The need for male role models and male bonding is central in Knights Without Armor. These two concepts receive a host of negativity from society at large, especially from feminists. However, as Kipnis points out, males crave male attention. Boys seek out male role models, and when those men are not present, boys substitute them with other males, many of whom do not provide positive influences.

I think he really captures the sense of the book - I highly recommend that anyone interested in the book go read the whole review.

On the other hand:

I suspect the man behind Toy Soldiers probably won't like me or this blog - he seems to be in the Warren Farrell camp much more than I am. While I recognize the ways men and women have been struggling over power for the past 50 years or so - with historical imbalances in both directions being redrawn and redistributed, but not rectified.

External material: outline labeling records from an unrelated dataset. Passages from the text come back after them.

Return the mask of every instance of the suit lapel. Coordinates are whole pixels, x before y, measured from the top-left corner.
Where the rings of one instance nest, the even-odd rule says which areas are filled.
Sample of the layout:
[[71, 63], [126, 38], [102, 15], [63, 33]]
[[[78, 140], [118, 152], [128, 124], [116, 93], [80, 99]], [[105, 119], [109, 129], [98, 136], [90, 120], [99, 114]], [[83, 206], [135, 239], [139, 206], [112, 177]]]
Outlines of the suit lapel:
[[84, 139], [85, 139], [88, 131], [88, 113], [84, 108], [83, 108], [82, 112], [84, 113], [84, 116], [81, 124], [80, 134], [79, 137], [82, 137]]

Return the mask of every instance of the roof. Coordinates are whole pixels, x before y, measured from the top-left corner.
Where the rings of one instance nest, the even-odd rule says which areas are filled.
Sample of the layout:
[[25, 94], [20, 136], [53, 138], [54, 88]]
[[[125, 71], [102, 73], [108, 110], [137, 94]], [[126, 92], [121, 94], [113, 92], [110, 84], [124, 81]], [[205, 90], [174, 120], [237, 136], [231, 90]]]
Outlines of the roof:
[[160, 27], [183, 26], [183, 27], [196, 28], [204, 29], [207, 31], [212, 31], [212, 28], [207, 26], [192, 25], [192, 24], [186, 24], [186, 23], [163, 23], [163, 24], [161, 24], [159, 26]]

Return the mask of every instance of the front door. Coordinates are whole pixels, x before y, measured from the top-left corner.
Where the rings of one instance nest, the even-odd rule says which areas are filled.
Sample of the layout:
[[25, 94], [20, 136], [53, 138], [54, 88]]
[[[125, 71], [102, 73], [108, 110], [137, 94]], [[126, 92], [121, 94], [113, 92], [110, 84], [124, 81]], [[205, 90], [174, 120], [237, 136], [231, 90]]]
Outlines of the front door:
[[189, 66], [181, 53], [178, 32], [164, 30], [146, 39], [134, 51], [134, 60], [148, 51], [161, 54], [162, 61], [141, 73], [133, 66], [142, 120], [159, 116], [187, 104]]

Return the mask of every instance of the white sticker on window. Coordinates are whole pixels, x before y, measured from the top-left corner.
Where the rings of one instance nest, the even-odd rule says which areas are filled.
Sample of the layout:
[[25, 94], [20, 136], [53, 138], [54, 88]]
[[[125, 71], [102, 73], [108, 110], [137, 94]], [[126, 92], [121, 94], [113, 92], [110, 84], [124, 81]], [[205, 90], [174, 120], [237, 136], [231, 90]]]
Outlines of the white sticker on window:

I feel less animosity toward the opposite sex than many of those who buy into Farrell's worldview (which is not to say that Toy Soldier does, only that there seems to be a pattern among "male rights" bloggers - a sense of anger), and I think this blogger is more balanced in his approach than are some others.


Toysoldier said...

Thank you for the remarks about my review. I found the book balanced considering the topic. Many books about men and masculinity tend to sway towards reclaiming old ways or deconstructing men. Kipnis offered actual advice, but without the heavy-handedness found in books like The Code of Man by Waller R. Newell.

I would not say I am in Warren Farrell's camp. We share similar views on certain issues, primarily the distortion of statistics and the vilification of males. However, I disagree with him on topics like sports, male bonding, and portrayals of violence.

As for men's rights advocates (MRAs) feeling animosity towards the opposite sex, while I feel sort of remiss to speak on their behalf, I think their animosity stems from their lived experiences. Many of those men have been treated horribly by women and feminists either directly or through legal systems. It is difficult for anyone who gets wounded to control their anger and pain, especially if they have no outlet for it. Online MRA communities provide them with an outlet, and so they unleash it full force. Online communities also provide them with access to others with similar experiences, and in some instances those people feed off each other's anger. That said, the animosity I see within the MRA community mirrors what occurs in the feminist community, and in other communities based on race, religion, sexuality, or some sub-culture.

william harryman said...

Thanks for stopping by - I do appreciate your blog and hope people who stop in here will check it out.

There are some things I agree with Farrell on as well, and as you mention there are other things where I think he is making huge illogical leaps - like sports.

I have been reading some of the MRA sites, and I do see the injustices, especially in family law - and I have seen it in men I know who barely have access to their children, while having to pay for their support. I understand the anger. I would rather see them organize behind their anger and advocate for legal change than simply vent.